Congresswoman Michele Bachmann (R-Minn.) said Tuesday, "The 3,400 members of the mainstream media are part of the Obama press contingent."
Appearing on the "Laura Ingraham Show, " Bachmann addressed all the liberal hyperventilating that occurred after her gaffe about Lexington and Concord being in New Hampshire rather than Massachusetts (video follows with transcript and commentary):
RAYMOND ARROYO, GUEST HOST: Are you surprised by the ferocity of the criticism over this?

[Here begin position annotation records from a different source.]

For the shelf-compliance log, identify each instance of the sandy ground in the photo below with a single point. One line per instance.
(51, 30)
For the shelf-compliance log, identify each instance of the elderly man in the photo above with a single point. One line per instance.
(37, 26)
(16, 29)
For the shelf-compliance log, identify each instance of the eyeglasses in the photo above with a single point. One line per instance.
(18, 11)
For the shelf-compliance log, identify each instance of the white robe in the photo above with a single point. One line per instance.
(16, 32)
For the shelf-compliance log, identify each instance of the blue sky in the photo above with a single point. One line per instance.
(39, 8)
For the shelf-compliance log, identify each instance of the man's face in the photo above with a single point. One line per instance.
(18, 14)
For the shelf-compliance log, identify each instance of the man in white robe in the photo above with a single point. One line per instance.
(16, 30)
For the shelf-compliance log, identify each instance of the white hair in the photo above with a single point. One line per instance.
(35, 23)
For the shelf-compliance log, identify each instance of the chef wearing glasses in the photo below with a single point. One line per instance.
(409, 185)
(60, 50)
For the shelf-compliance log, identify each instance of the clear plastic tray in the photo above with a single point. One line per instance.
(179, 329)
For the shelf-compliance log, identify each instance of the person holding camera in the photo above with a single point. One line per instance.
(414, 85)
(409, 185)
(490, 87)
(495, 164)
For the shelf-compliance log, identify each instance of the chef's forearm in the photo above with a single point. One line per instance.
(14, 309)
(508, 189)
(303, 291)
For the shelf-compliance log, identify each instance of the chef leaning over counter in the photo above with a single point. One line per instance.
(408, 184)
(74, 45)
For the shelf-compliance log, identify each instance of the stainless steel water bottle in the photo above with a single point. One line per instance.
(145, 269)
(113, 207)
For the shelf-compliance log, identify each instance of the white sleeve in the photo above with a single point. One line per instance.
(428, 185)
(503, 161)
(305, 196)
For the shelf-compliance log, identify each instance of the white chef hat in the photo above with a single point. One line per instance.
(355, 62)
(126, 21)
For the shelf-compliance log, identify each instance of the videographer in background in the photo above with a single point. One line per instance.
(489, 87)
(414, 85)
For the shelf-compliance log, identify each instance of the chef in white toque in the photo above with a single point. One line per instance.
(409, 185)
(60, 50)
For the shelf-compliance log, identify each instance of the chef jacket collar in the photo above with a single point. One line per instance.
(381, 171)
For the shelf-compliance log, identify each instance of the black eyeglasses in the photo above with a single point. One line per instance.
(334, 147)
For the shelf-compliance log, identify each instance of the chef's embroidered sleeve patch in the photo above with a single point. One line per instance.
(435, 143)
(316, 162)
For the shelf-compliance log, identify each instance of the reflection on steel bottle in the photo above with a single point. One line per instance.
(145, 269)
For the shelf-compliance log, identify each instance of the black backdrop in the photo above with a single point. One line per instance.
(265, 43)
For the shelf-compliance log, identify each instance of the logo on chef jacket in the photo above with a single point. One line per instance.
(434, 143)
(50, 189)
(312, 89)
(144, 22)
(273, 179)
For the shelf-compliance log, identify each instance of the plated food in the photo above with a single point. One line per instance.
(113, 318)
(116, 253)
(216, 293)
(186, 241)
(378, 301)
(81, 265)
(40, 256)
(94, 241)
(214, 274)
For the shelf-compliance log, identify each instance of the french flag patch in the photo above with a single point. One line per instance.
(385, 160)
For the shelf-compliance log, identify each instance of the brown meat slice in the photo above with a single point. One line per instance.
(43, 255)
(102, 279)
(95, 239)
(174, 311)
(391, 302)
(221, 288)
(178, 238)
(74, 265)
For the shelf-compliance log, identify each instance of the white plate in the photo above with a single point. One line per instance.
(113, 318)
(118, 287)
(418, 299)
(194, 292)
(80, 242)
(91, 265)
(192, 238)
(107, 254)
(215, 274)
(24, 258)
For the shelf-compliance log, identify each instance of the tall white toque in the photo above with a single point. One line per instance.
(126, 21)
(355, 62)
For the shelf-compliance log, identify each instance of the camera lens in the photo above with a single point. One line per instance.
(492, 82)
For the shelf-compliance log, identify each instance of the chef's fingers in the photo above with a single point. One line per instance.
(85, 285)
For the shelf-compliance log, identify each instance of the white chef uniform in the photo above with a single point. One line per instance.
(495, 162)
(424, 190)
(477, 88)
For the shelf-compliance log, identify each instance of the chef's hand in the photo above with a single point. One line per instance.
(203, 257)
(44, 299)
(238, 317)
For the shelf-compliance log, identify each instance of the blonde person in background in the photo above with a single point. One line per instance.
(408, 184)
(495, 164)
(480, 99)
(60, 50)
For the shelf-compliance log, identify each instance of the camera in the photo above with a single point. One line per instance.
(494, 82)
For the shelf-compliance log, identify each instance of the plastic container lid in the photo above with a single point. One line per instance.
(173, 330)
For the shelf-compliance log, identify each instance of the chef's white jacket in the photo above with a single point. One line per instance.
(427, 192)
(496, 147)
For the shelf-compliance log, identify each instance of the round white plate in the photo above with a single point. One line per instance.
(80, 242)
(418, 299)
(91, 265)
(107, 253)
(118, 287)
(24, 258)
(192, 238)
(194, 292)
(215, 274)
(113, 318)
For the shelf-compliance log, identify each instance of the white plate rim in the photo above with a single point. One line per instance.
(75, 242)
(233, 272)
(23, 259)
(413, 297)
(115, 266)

REPRESENTATIVE MICHELE BACHMANN (R-MINNESOTA): No, no not at all, because we all know there's a double standard in the media. And of course when President Obama said that there had been a tornado in Kansas, and 10,000 people had been killed, that wasn’t considered newsworthy when he was campaigning for president. And then he said that he was in 57 states and he was on his way to the 58th, and of course that wasn’t considered newsworthy, because as we all know, the 3,400 members of the mainstream media are part of the Obama press contingent. And this is just what we get. So it doesn’t matter which conservative is out there, if, if, if a error is made, in any way, that’s what is stated. They didn’t talk about the great crowds, the standing ovations, the wonderful time that we had in New Hampshire, and that is just the way it goes. I think that that is what we as conservatives understand.

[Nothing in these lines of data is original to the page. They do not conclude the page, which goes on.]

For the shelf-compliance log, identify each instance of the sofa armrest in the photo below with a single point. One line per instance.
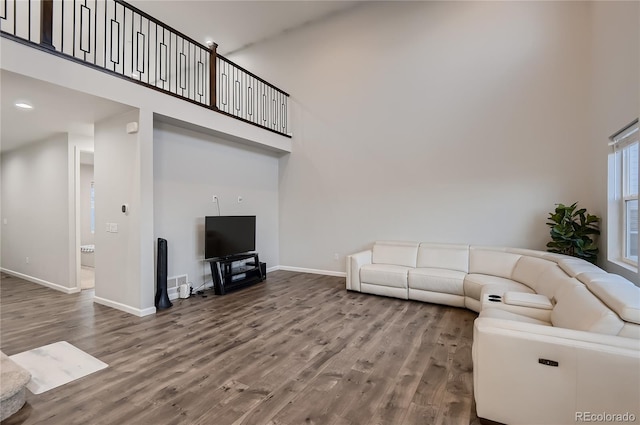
(533, 374)
(354, 263)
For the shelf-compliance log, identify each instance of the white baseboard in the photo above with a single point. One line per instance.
(42, 282)
(313, 271)
(123, 307)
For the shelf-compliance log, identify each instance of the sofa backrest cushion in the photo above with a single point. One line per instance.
(399, 253)
(529, 269)
(616, 292)
(575, 266)
(444, 256)
(492, 261)
(577, 308)
(552, 280)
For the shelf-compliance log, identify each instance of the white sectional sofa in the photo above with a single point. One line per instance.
(557, 339)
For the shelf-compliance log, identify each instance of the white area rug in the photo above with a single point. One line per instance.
(56, 364)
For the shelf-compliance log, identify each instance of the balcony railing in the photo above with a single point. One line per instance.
(118, 38)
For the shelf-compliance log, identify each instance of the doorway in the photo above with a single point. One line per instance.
(87, 221)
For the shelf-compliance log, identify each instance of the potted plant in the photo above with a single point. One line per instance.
(573, 231)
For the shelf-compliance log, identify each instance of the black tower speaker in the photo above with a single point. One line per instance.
(162, 297)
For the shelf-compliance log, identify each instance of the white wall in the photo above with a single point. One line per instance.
(124, 260)
(86, 178)
(191, 167)
(35, 201)
(437, 121)
(615, 87)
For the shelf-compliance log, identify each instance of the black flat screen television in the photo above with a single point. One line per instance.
(229, 235)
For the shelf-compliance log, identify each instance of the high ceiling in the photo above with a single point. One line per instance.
(56, 110)
(231, 24)
(236, 24)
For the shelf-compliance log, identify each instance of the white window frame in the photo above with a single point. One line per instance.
(619, 193)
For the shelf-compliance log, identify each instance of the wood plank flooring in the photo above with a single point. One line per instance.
(296, 349)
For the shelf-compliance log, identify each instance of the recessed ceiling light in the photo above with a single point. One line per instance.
(23, 105)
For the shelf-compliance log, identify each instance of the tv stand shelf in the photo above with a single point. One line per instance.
(228, 277)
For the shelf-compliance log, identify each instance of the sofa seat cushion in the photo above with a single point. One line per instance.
(385, 275)
(437, 280)
(474, 282)
(498, 313)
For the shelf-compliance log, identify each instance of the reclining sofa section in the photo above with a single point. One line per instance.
(557, 339)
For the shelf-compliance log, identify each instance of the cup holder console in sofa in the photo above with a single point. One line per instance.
(556, 336)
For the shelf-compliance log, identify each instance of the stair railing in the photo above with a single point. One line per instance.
(116, 37)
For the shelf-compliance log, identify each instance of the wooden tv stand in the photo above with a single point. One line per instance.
(227, 277)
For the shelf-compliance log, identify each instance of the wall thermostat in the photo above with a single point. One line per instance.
(132, 127)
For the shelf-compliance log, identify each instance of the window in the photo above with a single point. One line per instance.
(623, 196)
(630, 201)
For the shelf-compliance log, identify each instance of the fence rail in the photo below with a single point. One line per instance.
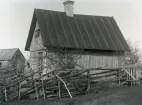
(66, 83)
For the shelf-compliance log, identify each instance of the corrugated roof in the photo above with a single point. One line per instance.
(7, 54)
(80, 31)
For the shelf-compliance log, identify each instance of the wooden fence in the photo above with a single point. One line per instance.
(66, 83)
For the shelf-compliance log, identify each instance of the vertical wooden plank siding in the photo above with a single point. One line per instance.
(104, 60)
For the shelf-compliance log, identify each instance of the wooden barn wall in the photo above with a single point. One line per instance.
(96, 59)
(101, 59)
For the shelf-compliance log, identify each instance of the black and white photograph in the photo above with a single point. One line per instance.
(70, 52)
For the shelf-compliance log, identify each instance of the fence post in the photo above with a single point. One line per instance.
(119, 77)
(36, 89)
(59, 92)
(43, 89)
(5, 93)
(88, 77)
(19, 95)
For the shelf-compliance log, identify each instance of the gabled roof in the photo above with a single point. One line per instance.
(80, 31)
(7, 54)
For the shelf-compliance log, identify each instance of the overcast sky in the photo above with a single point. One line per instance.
(16, 15)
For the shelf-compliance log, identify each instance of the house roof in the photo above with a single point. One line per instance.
(80, 31)
(7, 54)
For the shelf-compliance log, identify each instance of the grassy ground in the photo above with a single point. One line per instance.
(111, 96)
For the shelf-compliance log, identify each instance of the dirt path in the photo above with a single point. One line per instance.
(112, 96)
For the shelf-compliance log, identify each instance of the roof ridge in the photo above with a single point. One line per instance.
(76, 14)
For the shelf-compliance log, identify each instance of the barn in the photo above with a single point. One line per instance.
(97, 40)
(11, 62)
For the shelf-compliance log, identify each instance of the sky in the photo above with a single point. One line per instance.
(16, 15)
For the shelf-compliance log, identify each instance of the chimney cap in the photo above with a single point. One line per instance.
(68, 2)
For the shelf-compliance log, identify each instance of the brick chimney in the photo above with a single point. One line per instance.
(68, 7)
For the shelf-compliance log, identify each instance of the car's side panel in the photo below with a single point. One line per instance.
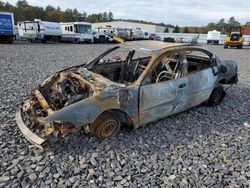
(86, 111)
(162, 99)
(201, 85)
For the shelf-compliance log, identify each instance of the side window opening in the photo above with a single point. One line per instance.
(197, 60)
(122, 65)
(167, 69)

ARROYO: Yeah, or when President Obama said the military corpse were before him instead of the mili, the Marine Corps.
ARROYO: But that, too, escaped coverage.
BACHMANN: Right, it’s not considered interesting. Right, it’s not, only if a conservative makes a misstep is it considered interesting.
Despite her misstep this weekend, Bachmann was spot on with her commentary Tuesday.

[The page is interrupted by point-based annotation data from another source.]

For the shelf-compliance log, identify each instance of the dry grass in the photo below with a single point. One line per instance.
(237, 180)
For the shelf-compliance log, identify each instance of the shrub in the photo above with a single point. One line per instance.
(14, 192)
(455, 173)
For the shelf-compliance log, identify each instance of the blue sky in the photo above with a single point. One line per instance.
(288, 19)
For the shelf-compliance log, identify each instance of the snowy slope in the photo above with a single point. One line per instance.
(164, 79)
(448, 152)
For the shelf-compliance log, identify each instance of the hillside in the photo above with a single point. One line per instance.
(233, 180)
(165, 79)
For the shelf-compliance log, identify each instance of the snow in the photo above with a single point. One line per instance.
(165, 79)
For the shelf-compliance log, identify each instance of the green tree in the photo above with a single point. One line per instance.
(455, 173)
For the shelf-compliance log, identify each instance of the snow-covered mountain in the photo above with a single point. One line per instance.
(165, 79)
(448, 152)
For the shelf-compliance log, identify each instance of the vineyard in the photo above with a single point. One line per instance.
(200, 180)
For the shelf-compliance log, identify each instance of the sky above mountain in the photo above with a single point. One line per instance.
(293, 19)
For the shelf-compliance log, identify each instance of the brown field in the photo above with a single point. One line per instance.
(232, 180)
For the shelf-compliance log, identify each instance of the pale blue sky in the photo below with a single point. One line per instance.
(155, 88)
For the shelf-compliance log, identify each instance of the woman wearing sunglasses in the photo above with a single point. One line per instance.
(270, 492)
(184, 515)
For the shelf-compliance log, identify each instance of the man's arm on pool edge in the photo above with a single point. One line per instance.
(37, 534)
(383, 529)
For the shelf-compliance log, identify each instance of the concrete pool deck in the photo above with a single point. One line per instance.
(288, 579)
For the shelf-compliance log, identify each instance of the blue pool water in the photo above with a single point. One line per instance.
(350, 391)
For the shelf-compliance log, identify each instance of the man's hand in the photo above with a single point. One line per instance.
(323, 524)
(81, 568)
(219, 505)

The microscope conservatives are under - especially female conservatives - is possibly like nothing we've ever seen. If Democrats were judged this keenly, the gaffe machine of Obama-Biden would never have won in 2008.
Sadly, this double standard is going to continue, which means that for someone like Bachmann to advance in her political career, she's going to have to pitch a perfect game.
That may be asking too much, but in this era of advocacy journalism, it's the harsh reality.